Je zou het terrein van de beeldende mogelijkheden kunnen vergelijken met het schaakspel, ook een bezigheid die zich in de loop van eeuwen heeft ontwikkeld. Die ontwikkeling vond plaats in de regels. Met elke andere afspraak veranderde het spel, en moesten de spelers daaraan wennen. Er bestaan nog steeds, in het bijzonder in Oost-Azië, meerdere vormen van schaken.

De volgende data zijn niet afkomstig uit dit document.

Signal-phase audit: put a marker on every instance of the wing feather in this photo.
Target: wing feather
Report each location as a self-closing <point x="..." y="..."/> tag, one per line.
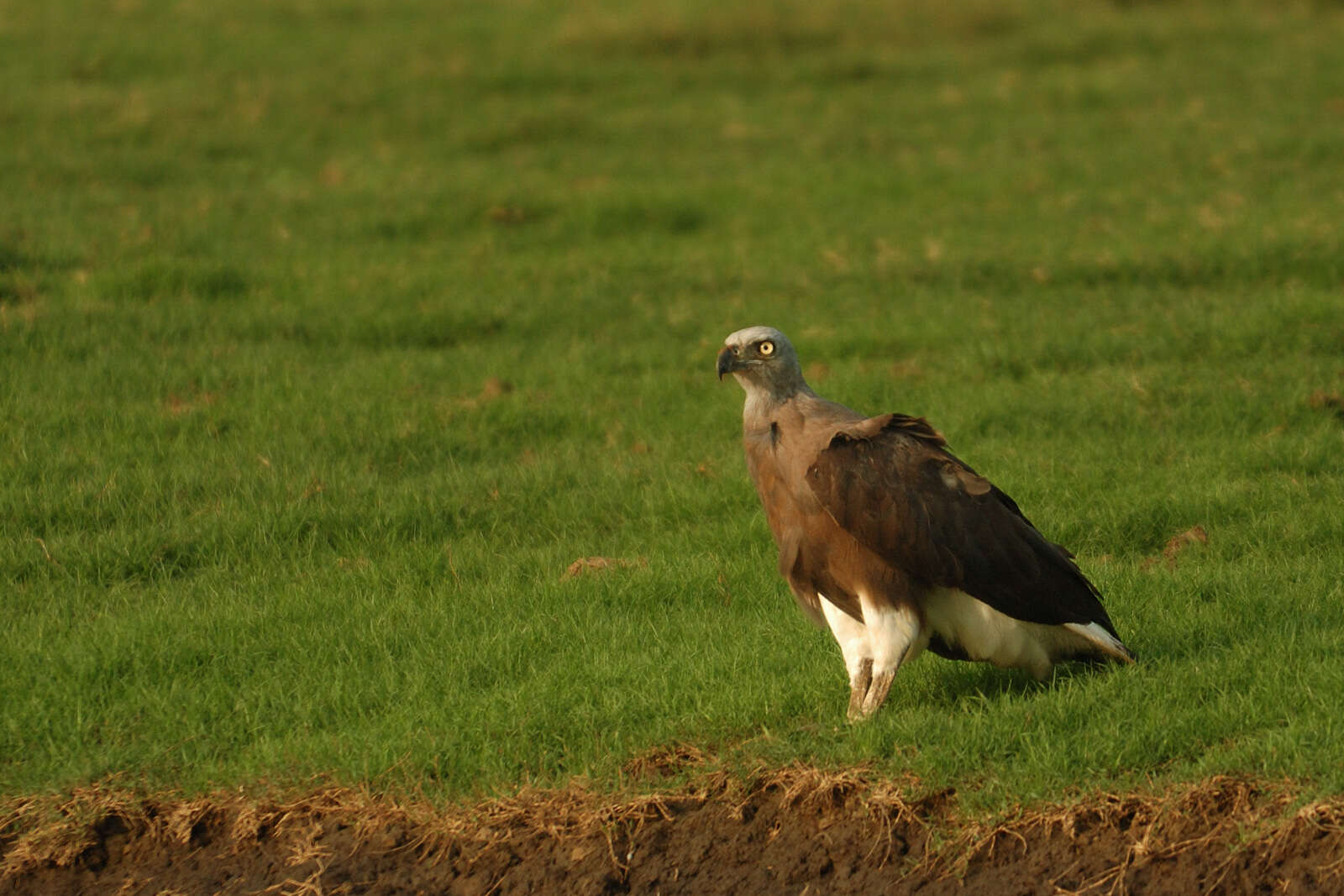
<point x="894" y="486"/>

Misschien worden er ergens op de wereld nog nieuwe regels bedacht. In het Westen in elk geval niet: daar heeft zich in de vorige eeuw het schaken gestabiliseerd. Met de vierenzestig velden, de tweeëndertig stukken en de vastgelegde afspraken moeten de spelers het doen. Klagen de schakers nu dat dit te krap is voor hun fantasie en zeuren zij dat de regels nodig verruimd moeten worden? Daar hoor ik nooit iets over. Wel hebben ze er moeite mee om over te schakelen van Chinees naar Europees schaken of omgekeerd. Begrijpelijk. Maar binnen elk bestaand systeem zijn ze tevreden.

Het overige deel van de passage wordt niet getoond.